This slow cooker lamb stew is a classic combination of lamb, potatoes, and carrots. It might look simple, but the flavor is extraordinary. There's versatility in this recipe as well. Parsnips and rutabagas may be added to the stew along with the potatoes. Or add some frozen peas about 20 to 30 minutes before the dish is finished cooking.
Serve the stew with a salad and crusty homemade bread for a fabulous cool weather meal. This makes a fabulous St. Patrick's Day dinner.
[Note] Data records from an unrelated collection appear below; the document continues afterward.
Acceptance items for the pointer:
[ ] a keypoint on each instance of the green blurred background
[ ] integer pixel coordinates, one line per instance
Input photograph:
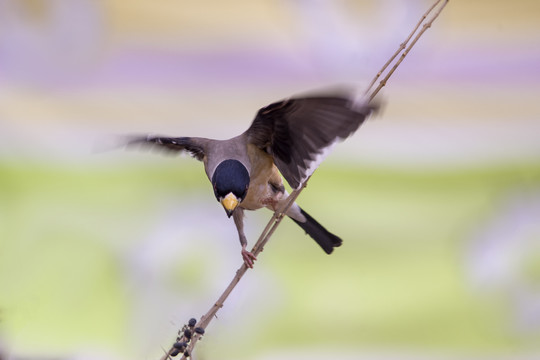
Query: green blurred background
(104, 255)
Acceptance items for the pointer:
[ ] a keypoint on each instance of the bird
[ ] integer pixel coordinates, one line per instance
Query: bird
(286, 140)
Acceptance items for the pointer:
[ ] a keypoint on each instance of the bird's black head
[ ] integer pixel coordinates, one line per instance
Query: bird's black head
(230, 182)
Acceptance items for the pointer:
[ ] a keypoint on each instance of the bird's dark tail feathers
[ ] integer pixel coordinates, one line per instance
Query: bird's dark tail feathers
(323, 237)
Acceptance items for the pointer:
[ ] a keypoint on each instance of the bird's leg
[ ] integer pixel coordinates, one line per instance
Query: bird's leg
(238, 216)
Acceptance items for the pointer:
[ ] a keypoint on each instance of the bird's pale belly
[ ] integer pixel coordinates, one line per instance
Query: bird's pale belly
(260, 192)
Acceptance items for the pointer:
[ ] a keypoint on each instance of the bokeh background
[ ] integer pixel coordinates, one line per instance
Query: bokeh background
(105, 254)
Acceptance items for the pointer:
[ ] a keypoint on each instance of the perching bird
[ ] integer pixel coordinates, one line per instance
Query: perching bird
(288, 137)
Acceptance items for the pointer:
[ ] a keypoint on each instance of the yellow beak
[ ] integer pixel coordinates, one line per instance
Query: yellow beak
(229, 202)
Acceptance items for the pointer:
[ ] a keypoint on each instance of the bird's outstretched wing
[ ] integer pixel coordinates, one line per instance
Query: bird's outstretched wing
(298, 132)
(192, 145)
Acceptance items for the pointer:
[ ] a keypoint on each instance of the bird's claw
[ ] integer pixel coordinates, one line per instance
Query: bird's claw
(248, 257)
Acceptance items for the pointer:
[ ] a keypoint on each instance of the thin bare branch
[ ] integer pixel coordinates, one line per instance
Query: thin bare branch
(257, 248)
(426, 26)
(401, 47)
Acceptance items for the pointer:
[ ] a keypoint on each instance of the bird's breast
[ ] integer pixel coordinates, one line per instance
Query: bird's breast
(264, 180)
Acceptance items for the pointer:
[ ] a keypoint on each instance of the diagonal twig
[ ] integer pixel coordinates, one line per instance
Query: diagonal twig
(426, 26)
(257, 248)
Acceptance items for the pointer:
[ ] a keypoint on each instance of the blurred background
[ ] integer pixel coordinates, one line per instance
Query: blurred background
(105, 255)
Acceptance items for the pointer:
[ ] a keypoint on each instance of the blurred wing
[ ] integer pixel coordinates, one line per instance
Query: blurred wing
(299, 132)
(192, 145)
Add a glass of Guinness stout and some warm Irish soda bread.
Classic Irish Stew with Lamb
- 2 1/2 cups chicken stock, low sodium or unsalted
- 2 tablespoons extra-virgin olive oil
- 2 pounds lamb neck pieces or shoulder chops, trimmed
- 3 medium carrots, peeled and thinly sliced
- 2 medium onions, thinly sliced
- 1 pound red-skinned or round white potatoes, peeled and thinly sliced, about 5 medium potatoes
- 1/4 teaspoon kosher salt
- 1/8 teaspoon freshly ground black pepper
- Pour the chicken broth into a saucepan and bring to a boil.
- Meanwhile, cut the lamb into bite-size pieces.
- Heat the oil in a large skillet over medium-high heat. Add the lamb and cook, turning to brown on all sides.
- Put the carrots, onions, and potatoes in the crockpot. Arrange the browned lamb pieces on the vegetables.
- Add boiling broth to the crock pot and add salt and pepper to taste.
- Cover and cook for 3 to 4 hours on HIGH or 6 to 8 hours on LOW.
- Sprinkle fresh chopped parsley over the stew and serve hot with thick, crusty bread. Irish soda bread is a good choice, or make homemade bread or biscuits.
Tips and Variations
- Add a small diced rutabaga and/or, sliced parsnips along with the potatoes.
- Add frozen peas to the dish about 20 minutes before it's done.